The government first unveiled the document in June, prompting widespread outrage at the 'Snoopers' Charter' proposals. These included plans to force internet service providers (ISPs) to store details of everyone's internet use for up to a year so that police could use it to fight crime and terrorism.
Now, as the consultation draws to a close, these same activists have reiterated their calls for the bill to be canned, urging the public to voice their dissent.
"We urge everyone to submit evidence today," said the executive director of the Open Rights Group, Jim Killock.
"The Home Office should be running a full public consultation. We still don't really know what is proposed, or what evidence the government believes it has. These are dangerous proposals that will come to haunt the coalition should they be pushed through."
Meanwhile, Nick Pickles, director of privacy campaign group Big Brother Watch, warned web users the bill would place onerous monitoring systems on their internet use.
"The Communications Data Bill would make Britain the first and only democratic country to monitor who its citizens are emailing, what websites they read and who they chat to on Facebook," he told V3.

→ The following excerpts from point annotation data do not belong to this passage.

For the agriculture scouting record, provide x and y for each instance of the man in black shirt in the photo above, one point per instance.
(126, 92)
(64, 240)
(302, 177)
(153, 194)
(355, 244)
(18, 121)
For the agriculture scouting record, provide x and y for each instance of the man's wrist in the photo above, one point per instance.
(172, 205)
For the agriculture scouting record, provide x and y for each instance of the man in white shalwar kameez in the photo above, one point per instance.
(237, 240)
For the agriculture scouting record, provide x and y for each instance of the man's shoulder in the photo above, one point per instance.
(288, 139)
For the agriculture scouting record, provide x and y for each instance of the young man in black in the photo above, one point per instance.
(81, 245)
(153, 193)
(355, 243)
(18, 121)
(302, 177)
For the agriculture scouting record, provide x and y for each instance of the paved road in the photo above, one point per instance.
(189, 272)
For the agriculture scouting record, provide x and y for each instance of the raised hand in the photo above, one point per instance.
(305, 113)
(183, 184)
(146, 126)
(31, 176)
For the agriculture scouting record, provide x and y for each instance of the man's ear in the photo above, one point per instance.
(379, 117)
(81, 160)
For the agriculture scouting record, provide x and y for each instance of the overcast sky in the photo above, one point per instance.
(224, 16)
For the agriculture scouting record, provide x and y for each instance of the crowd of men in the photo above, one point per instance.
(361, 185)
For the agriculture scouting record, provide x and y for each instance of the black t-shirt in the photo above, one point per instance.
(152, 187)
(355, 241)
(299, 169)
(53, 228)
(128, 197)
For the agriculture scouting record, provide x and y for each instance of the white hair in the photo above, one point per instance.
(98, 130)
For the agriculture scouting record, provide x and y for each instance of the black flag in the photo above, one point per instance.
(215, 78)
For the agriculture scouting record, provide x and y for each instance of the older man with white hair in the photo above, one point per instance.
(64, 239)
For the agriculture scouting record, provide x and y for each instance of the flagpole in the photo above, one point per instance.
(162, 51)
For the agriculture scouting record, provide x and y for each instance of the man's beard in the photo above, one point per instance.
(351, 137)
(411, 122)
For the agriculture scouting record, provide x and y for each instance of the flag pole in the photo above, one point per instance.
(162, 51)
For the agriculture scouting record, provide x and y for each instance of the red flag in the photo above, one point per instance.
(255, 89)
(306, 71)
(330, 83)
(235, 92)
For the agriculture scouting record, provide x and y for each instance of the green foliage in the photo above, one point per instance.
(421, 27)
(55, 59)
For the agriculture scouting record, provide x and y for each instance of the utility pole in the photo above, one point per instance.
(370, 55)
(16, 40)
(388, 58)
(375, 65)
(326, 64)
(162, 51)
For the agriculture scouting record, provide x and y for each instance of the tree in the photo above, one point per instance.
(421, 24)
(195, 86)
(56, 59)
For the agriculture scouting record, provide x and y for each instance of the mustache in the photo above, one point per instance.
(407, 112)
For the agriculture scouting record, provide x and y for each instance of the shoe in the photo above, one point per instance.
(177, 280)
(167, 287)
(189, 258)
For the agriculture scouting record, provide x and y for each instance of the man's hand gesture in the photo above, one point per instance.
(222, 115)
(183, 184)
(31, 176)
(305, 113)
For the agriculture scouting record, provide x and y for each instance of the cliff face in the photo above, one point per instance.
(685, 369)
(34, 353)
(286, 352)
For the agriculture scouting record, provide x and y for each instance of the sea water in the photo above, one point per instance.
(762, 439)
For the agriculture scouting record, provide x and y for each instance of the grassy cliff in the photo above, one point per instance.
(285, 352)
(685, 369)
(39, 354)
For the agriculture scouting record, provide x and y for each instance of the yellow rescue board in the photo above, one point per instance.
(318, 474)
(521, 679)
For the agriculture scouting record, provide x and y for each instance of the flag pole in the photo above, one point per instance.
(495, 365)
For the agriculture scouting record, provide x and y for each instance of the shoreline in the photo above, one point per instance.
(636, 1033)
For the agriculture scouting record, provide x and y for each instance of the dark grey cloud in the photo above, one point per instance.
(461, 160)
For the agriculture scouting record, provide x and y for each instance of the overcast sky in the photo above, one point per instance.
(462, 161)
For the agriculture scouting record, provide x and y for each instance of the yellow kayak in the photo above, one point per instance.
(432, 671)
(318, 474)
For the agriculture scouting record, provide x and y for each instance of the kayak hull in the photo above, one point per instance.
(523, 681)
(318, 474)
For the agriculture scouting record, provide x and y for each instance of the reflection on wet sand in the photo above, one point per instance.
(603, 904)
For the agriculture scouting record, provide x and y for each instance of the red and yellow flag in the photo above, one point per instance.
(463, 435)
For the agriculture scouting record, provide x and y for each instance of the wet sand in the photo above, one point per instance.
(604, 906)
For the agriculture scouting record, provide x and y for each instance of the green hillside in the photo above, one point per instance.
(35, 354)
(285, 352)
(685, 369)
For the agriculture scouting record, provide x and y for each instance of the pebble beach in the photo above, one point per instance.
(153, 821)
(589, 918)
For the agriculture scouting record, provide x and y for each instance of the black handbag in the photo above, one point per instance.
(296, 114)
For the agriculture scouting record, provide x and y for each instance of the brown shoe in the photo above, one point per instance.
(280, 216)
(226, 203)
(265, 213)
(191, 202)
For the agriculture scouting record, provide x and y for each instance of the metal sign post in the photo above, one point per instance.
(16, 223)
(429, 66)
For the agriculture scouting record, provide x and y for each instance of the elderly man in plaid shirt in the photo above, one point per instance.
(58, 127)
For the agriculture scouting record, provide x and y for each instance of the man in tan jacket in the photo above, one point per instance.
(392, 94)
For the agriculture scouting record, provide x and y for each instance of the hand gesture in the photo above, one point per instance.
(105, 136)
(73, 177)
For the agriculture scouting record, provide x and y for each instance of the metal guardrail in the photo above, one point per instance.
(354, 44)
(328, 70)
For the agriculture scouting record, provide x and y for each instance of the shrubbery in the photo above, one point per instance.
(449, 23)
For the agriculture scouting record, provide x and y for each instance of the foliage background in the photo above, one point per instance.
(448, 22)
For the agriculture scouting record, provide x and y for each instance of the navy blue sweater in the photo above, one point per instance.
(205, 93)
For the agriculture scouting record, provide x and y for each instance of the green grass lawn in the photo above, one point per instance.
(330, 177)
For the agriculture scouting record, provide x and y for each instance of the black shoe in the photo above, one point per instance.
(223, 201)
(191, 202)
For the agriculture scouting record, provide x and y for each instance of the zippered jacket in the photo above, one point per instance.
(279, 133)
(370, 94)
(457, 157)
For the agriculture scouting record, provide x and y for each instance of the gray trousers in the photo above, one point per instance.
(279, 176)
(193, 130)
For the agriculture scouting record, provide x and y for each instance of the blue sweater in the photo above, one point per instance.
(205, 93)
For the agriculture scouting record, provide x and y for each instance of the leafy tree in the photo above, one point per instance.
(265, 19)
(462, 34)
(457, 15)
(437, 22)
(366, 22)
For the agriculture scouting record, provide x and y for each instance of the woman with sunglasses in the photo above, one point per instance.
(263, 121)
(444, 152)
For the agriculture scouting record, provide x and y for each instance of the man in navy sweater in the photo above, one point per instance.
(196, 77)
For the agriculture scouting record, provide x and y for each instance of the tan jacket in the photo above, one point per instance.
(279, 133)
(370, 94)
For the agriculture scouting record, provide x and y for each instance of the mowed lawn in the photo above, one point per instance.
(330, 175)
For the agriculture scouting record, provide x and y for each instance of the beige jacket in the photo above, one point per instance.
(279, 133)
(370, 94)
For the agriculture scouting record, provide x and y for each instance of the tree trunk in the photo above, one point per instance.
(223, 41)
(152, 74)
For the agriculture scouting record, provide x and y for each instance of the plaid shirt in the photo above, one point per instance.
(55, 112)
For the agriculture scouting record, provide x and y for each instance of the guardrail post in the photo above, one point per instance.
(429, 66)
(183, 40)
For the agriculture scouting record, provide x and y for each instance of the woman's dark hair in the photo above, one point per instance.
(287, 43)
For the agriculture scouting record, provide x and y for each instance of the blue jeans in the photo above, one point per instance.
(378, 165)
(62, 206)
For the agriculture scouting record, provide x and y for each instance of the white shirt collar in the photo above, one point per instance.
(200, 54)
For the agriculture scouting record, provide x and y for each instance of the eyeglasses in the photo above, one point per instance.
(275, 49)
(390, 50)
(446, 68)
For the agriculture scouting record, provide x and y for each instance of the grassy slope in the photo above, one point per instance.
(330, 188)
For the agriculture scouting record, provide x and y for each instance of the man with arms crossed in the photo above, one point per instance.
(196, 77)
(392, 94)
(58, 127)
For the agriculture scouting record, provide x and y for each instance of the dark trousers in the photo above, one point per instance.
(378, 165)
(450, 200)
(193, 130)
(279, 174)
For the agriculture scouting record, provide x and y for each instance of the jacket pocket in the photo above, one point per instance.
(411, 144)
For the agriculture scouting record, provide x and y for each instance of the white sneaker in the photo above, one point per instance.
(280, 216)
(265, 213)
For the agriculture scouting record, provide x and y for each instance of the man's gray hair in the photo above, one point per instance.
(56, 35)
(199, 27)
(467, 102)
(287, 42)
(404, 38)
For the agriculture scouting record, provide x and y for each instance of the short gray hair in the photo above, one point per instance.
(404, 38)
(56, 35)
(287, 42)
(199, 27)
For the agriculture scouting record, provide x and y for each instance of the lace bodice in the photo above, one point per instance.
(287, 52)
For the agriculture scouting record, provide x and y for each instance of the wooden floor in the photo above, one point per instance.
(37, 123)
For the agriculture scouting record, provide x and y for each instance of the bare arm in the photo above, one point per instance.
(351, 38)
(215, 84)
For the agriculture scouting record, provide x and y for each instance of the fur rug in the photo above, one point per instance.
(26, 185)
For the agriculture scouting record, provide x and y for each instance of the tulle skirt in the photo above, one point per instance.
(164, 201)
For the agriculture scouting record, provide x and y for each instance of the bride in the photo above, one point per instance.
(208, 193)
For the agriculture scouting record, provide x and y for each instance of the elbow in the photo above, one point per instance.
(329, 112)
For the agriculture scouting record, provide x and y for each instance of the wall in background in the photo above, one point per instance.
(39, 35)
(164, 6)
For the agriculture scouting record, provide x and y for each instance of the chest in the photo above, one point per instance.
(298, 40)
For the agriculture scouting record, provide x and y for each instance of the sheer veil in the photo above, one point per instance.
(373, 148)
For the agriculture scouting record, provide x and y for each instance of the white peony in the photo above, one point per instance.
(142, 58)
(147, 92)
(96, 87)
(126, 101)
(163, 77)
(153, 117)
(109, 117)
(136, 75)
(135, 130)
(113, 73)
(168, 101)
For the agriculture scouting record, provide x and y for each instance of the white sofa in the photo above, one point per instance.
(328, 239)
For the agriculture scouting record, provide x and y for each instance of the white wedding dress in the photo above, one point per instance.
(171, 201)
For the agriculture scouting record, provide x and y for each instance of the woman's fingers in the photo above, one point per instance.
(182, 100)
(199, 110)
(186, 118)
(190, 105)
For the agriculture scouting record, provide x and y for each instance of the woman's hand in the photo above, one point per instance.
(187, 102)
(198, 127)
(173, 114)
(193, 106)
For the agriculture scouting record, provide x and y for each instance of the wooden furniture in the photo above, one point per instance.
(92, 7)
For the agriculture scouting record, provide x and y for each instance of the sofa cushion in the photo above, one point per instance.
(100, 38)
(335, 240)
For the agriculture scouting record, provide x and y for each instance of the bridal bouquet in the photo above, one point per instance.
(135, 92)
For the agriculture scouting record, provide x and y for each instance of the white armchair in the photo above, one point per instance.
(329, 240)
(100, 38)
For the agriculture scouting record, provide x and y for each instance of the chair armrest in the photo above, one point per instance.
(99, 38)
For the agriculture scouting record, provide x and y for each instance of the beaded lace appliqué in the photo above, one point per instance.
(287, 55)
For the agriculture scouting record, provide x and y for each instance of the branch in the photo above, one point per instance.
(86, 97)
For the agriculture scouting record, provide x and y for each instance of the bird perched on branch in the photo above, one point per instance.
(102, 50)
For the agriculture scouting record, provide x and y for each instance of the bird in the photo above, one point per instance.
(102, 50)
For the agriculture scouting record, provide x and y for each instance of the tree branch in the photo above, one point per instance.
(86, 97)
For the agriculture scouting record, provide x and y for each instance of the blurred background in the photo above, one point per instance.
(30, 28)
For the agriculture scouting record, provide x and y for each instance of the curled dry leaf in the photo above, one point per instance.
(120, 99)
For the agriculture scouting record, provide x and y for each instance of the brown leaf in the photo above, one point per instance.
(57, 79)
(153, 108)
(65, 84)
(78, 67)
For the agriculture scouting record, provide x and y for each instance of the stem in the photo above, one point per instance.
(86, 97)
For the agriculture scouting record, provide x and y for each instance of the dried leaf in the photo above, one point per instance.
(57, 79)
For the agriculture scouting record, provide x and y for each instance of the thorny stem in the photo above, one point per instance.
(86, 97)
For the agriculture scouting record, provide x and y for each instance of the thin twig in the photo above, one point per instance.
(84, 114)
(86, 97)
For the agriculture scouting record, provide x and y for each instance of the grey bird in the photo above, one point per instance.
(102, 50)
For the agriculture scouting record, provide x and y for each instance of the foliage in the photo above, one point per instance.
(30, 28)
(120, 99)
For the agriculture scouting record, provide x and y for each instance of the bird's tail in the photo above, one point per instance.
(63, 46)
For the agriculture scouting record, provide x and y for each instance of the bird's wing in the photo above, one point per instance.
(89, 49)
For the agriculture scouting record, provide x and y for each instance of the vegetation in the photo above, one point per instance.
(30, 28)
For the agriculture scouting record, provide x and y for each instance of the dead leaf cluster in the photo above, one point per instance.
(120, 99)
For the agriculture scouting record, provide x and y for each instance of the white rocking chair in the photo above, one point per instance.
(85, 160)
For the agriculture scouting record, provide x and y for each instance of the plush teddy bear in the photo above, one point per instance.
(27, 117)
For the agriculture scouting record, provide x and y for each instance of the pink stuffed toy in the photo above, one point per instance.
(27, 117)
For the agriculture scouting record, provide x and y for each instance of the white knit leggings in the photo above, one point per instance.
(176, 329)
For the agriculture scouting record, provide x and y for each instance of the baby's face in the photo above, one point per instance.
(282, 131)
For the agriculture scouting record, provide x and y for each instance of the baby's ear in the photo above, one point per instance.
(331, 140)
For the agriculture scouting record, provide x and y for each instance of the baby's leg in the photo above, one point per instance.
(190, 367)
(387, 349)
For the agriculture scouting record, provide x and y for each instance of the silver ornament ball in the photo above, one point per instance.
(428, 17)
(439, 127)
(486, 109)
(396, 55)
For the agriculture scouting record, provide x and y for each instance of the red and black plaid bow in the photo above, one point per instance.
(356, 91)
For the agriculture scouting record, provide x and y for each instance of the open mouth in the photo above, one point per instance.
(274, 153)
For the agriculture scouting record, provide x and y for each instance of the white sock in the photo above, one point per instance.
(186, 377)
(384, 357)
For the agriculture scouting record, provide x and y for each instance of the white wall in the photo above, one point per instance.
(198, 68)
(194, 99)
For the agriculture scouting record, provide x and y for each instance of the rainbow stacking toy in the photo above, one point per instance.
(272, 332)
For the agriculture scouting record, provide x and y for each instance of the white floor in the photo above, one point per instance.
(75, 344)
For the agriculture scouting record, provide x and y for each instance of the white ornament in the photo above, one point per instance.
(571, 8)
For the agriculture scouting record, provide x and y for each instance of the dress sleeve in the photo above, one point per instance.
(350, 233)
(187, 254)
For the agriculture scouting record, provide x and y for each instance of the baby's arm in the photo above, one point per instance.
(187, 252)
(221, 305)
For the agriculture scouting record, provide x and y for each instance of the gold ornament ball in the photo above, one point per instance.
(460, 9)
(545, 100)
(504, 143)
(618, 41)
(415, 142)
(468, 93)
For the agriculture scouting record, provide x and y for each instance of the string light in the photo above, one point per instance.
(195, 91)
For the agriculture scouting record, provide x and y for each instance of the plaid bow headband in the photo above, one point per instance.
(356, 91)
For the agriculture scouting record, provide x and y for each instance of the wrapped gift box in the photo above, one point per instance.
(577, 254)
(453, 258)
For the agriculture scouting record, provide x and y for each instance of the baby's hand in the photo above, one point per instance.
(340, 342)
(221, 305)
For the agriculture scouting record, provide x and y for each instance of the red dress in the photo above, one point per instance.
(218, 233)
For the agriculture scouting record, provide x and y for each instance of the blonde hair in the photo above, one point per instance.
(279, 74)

"It would make surveillance the norm for every person in Britain and make available detailed information about our lives to countless public authorities, not to mention those who might seek to access it illegitimately."
He also said the failure of other laws, such as the Regulation of Investigatory Powers Act (RIPA), showed the government needed to vastly improve on its current gathering of digital data, rather than merely bringing in new laws that turned citizens into suspects.
"We should be having a thorough review of the failings in the existing legislation rather than adding further to the legislative mire and diverting billions of pounds away from the police," he said.
"Instead of this deeply illiberal and intrusive legislation, which will still not snare the most severe threats to our security, the focus should be on better understanding how to adapt investigative techniques to the modern world."
Despite these concerns, the government has in the past turned a deaf ear to criticisms of new laws.
Famously, the Digital Economy Act was passed in the wash-up process in 2010, despite widespread criticism of its contents and an embarrassing lack of knowledge on digital issues from most MPs who voted to pass the bill.